Guild Wars 2: Heart of Thorns, the game's first full expansion, is one massive spoiler. So if you've been playing the game and aren't up to speed on the finale of Season two of the game's Living World update, you may want to give this story a pass.
In other words: Spoilers ahead.
Heart of Thrones takes place the day after the final episode of the massively multiplayer online game's season two. The season ended with a giant fleet of airships flying into the Maguuma Jungle to confront the Elder Dragon Mordremoth only to be ripped apart in a matter of minutes. Perhaps more troubling, though, is that many of the game's Sylvari botanical race are revealed to be under the control of Mordremoth and complicit in the destruction of the Pact fleet.
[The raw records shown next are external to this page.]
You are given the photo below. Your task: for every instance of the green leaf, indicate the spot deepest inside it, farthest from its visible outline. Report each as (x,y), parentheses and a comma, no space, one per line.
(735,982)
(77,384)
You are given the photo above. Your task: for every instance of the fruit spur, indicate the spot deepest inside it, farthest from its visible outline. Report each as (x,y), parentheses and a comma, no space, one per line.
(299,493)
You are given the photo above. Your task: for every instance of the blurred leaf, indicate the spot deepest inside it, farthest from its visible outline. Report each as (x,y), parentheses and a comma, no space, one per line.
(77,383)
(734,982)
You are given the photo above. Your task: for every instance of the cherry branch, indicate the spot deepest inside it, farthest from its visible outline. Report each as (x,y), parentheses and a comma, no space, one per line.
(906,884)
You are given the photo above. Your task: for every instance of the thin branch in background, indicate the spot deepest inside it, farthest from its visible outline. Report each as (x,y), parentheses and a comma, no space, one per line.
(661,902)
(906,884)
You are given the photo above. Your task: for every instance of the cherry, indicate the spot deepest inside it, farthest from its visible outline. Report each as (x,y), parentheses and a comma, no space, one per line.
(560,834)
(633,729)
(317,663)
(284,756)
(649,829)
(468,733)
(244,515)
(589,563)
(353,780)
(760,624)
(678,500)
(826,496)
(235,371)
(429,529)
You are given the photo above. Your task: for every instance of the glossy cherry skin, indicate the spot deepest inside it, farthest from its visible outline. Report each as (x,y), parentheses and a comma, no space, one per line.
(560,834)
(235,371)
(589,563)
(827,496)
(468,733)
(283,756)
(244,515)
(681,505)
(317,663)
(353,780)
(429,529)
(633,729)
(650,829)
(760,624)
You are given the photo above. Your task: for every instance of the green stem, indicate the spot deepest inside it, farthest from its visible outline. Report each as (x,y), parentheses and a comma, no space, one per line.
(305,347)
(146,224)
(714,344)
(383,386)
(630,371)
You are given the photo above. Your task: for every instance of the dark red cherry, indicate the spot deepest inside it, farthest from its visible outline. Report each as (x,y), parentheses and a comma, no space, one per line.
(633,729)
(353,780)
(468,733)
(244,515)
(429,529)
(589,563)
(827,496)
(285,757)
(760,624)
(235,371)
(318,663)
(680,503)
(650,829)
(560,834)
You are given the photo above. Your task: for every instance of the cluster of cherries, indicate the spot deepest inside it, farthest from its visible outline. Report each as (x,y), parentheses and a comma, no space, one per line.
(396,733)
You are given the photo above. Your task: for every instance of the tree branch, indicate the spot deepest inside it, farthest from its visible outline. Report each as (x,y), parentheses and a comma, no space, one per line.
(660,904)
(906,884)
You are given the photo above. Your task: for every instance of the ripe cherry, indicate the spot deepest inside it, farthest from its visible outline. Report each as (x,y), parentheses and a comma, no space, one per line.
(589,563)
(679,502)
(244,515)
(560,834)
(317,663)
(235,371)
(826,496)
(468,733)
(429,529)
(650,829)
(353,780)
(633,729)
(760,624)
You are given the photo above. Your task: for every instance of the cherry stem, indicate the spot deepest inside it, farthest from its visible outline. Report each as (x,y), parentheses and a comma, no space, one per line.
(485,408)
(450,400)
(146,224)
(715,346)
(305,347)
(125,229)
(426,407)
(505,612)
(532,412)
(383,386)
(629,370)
"This expansion begins within a day of that happening," said Colin Johanson, Guild Wars 2's game director. "You have to go into the jungle to dig in the wreckage and find heroes and then fight your way through the jungle to find and kill Mordremoth."
A narrow slice of the story was playable as a demo at PAX East last week.
The gameplay session opened with my hastily created character, one that is in the new revenant profession, cresting a hill to see the remains of the fleet being torn to bits almost immediately the characters on screen begin to talk. No cut scenes, just a conversation.
"We have characters talking in the world now," Johanson said. "In this expansion we have tried to make the experience more immersive. Conversations play out and it feels more natural. And characters have a lot more dialog because of that."
One of the big questions raised almost immediately, in this post-Pact fleet world, is whether you can trust any of the Sylvari, Johanson said.
"If you play as a Sylvari, you're constantly questioned about your motives, even by your oldest friends in the game," he said. "Whether you decide to trust a Sylvari early on in the expansion impacts what mission you end up doing."
In the demo, your only option is to trust.
Another twist is that with the fall of the fleet you end up becoming, at least initially, the highest ranking surviving member of the Pact so most troops you come across will follow your orders and refer to you as the head of the fleet.
Once the game progresses into the mission, the play isn't initially that different. But that changes dramatically in battle if you are playing a revenant. The revenant have the ability to channel a legend, which opens a whole second set of special attacks and abilities and you can swap which legend you're channeling on the fly. One of the neat perks that comes with doing this is that, since all legends have a healing ability, you can heal yourself twice in a row.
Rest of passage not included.